Tidak hanya usaha pendekatan. Kamal juga melakukan upaya pengobatan lain bagi anaknya, termasuk memasukkannya ke panti rehabilitasi. Saat pertama kali menawarkan panti rehabilitasi, anaknya langsung menerima dan tidak menolak untuk berobat. "Dia tidak menolak untuk berobat. Malah dengan keinginannya sendiri Baron mau berobat ke panti rehabilitasi. Itu sangat membantu kami dalam proses pemulihannya." tutur Kamal.
Rentetan cerita panjang pun keluar dari mulut Kamal, tentang berbagai lokasi rehabilitasi yang disambanginya. Tempat pertama yang didatangi adalah pondok pesantren asuhan Abah Anom di Suryalaya, Tasikmalaya. Di tempat ini Baron menjalani terapi selama satu tahun lebih. Kamal mengakui, alasan dirinya membawa putra satu- j satunya ini ke Abah Anom karena tempat ini saat itu sangat terkenal untuk rehabilitasi korban narkoba.
Di tempat rehabilitasi pertamanya ini, Baron menjalani proses rehabilitasi putus total. Artinya, tanpa ada terapi substitusi obat-obatan lain. Pendekatan pengobatan secara spirirual dan keagamaan, sangat kental di Ponpes Abah Anom. "Disamping itu juga ada perawatan secara medis. Namun yang lebih ditekankan adalah pengobatan spiritual. Selama di sana dia termasuk pasien yang mendapatkan perlakuan khusus. Karena dia adalah anak yang aktif. Dia tidak sama dengan pasien yang lain, dia dianggap seperti keluarga sendiri oleh Abah Anom. Di sana dia semakin mandiri, aktif dalam melakukan hal-hal yang positif dan tentunya pengetahuan dan pengamalan agamanya semakin tinggi," ungkap Kamal bercerita.
Setelah itu, Kamal membawa sang putra ke Klinik Ketergantungan Obat "Poso" di Medan selama satu bulan. Baron juga sempat menjalani pengobatan hingga ke negeri tetangga Malaysia, yakni Pengasih selama satu tahun. Kemudian, terakhir kali Kamal membawa anaknya ke Sibolangit Centre yang juga menghabiskan waktu selama satu tahun.
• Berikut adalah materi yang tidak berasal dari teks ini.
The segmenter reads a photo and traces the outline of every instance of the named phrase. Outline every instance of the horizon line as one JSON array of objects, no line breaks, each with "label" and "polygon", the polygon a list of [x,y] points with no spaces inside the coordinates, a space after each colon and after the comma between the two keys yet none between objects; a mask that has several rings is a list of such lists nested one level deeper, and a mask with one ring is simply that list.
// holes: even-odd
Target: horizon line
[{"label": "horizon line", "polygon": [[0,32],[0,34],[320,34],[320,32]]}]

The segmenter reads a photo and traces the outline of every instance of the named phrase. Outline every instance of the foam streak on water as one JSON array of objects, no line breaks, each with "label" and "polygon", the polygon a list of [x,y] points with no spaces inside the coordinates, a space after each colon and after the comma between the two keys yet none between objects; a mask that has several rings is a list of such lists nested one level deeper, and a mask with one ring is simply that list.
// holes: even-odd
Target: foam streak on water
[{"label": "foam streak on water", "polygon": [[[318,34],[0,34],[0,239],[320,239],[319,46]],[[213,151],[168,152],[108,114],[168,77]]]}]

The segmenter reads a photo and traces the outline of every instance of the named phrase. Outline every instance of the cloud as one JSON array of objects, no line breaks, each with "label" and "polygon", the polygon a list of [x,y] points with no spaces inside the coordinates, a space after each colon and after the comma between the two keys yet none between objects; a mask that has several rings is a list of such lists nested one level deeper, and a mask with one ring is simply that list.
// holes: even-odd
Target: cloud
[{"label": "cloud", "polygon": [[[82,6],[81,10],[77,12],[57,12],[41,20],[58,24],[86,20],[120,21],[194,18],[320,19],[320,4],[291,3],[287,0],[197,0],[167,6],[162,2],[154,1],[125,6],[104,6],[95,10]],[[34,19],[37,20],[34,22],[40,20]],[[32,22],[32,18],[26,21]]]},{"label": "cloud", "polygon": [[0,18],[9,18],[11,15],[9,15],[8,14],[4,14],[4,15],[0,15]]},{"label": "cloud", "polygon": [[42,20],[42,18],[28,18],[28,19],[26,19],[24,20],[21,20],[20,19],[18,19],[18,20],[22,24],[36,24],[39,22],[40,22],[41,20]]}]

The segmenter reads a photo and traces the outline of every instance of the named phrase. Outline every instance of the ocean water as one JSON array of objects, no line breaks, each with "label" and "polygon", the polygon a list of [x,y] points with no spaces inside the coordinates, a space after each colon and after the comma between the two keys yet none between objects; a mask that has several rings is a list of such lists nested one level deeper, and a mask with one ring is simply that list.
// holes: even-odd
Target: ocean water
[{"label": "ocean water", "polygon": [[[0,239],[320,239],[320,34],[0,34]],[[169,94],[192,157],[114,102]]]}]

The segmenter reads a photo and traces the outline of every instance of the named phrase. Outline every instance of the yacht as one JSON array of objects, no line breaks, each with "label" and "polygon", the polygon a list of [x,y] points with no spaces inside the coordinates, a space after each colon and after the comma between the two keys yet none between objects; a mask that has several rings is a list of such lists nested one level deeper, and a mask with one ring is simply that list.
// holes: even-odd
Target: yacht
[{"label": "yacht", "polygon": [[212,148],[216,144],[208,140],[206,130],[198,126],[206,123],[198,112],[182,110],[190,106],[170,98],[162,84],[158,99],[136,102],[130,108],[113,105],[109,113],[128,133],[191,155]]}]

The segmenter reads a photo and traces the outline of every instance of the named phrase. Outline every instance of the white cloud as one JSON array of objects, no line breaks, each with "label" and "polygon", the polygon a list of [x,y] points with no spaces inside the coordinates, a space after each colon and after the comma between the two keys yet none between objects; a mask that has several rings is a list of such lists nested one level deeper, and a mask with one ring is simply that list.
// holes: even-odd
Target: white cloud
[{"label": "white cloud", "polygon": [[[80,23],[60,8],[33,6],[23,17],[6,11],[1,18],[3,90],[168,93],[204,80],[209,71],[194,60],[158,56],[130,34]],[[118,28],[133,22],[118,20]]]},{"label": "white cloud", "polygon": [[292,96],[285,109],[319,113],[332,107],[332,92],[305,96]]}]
Meski mengikuti berbagai usaha terapi dan rehabilitasi, almarhum Baron tetap menunaikan kewajiban pendidikannya. "Selama menjalani pengobatan, pendidikannya tetap berjalan. Sehingga ia masih memperoleh pengetahuan dan ilmu untuk masa depan." papar Kamal.
Ketika melakukan usaha rehabilitasi bagi putranya, satu kenangan abadi yang selalu diingat Kamal adalah rasa setia kawan yang begitu besar yang dimiliki oleh Baron. Menurut Kamal, Baron seakan tidak bisa sama sekali melepaskan relasi dengan teman-temannya sesama pengguna narkoba. Karena hal inilah semakin lama putranya makin terjerat dengan berbagai jenis narkoba. "Mungkin karena rasa solidaritasnya yang tinggi." simpul Kamal.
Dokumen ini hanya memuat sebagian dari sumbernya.